Keyless authentication methods

In keyless authentication to Azure OpenAI for JavaScript, you use a managed identity (for Azure-hosted code) or your developer Microsoft Entra ID identity (for local development) to authenticate instead of hardcoding API keys. This is done through the DefaultAzureCredential or ManagedIdentityCredential class from the @azure/identity library, which provides a secure way to obtain the bearer tokens needed for authenticating to Azure services. Here's how it works in practice:

1. Set up the Azure environment. Ensure your Azure OpenAI resource is created and that your developer identity (for local development) or managed identity (for Azure-hosted code) is granted an Azure OpenAI RBAC role (for example, Cognitive Services OpenAI User) on the resource.
2. Initialize credentials. Use the DefaultAzureCredential class or ManagedIdentityCredential class from @azure/identity to obtain a token automatically.
3. Create the client instance. Instantiate AzureOpenAI from the openai package with the endpoint, deployment, apiVersion, and the token provider returned by getBearerTokenProvider.
4. Make API calls. Use the client (for example, client.chat.completions.create) to interact with Azure OpenAI securely, without handling secrets in code.

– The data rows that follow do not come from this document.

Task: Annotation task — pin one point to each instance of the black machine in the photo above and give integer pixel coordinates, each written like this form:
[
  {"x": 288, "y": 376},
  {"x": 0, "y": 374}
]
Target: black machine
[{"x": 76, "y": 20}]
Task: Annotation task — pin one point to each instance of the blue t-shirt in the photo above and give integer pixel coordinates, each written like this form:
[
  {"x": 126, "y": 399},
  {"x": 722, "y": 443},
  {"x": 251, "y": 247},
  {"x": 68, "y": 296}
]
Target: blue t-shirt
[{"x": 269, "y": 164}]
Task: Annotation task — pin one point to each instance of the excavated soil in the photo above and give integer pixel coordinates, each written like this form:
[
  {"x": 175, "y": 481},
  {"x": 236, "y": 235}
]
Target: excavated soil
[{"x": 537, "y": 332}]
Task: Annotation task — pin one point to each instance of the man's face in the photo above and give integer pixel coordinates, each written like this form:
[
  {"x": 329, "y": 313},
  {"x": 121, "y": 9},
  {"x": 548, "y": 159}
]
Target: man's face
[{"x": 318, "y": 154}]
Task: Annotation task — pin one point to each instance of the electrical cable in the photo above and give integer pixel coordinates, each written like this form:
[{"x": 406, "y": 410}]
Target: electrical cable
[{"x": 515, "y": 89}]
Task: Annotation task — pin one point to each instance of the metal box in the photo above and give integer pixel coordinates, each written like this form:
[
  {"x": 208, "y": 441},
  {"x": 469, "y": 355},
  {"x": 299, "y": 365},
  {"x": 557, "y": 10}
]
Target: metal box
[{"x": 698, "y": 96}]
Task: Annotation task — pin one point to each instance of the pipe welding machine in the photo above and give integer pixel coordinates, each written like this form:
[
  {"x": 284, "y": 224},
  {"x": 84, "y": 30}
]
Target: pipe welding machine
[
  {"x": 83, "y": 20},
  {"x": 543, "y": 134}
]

The following sample shows all four steps together:

import { AzureOpenAI } from 'openai';
import { getBearerTokenProvider, DefaultAzureCredential } from '@azure/identity';

// Set AZURE_OPENAI_ENDPOINT to the endpoint of your Azure OpenAI resource,
// for example: https://YOUR-RESOURCE-NAME.openai.azure.com/
const endpoint = process.env.AZURE_OPENAI_ENDPOINT;
if (!endpoint) {
  throw new Error("Set the AZURE_OPENAI_ENDPOINT environment variable to your Azure OpenAI resource endpoint.");
}
const deployment = '<your Azure OpenAI deployment name>';
const apiVersion = '2024-10-21';

const credential = new DefaultAzureCredential();
const scope = 'https://cognitiveservices.azure.com/.default';
const azureADTokenProvider = getBearerTokenProvider(credential, scope);

// Create an Azure OpenAI client.
const client = new AzureOpenAI({ azureADTokenProvider, endpoint, deployment, apiVersion });

// Call the chat completions API. In the Azure OpenAI client, `model` is the
// name of the deployment, not the underlying model name.
const result = await client.chat.completions.create({
  model: deployment,
  messages: [{ role: 'user', content: 'Say hello!' }],
});

console.log(result.choices[0].message?.content);

Local development versus Azure-hosted execution

DefaultAzureCredential is designed to work in both local development and Azure-hosted environments. The credential tries a chain of credential types until one succeeds:

• Local development: It picks up the signed-in developer identity through credentials such as AzureCliCredential (after az login), AzurePowerShellCredential, and supported IDE credentials. The developer identity must be granted an Azure OpenAI RBAC role on the target resource.
• Azure-hosted environments: When the same code runs on resources such as Azure App Service, Azure Functions, Azure Container Apps, or Azure Virtual Machines, DefaultAzureCredential uses ManagedIdentityCredential to obtain a token for the managed identity assigned to that resource. The managed identity must be granted an Azure OpenAI RBAC role on the target resource.

For a user-assigned managed identity, set the AZURE_CLIENT_ID environment variable (or pass managedIdentityClientId in the credential options) to the client ID of that user-assigned identity. A system-assigned managed identity doesn't require a client ID; on an Azure-hosted resource, the parameterless new DefaultAzureCredential() is sufficient.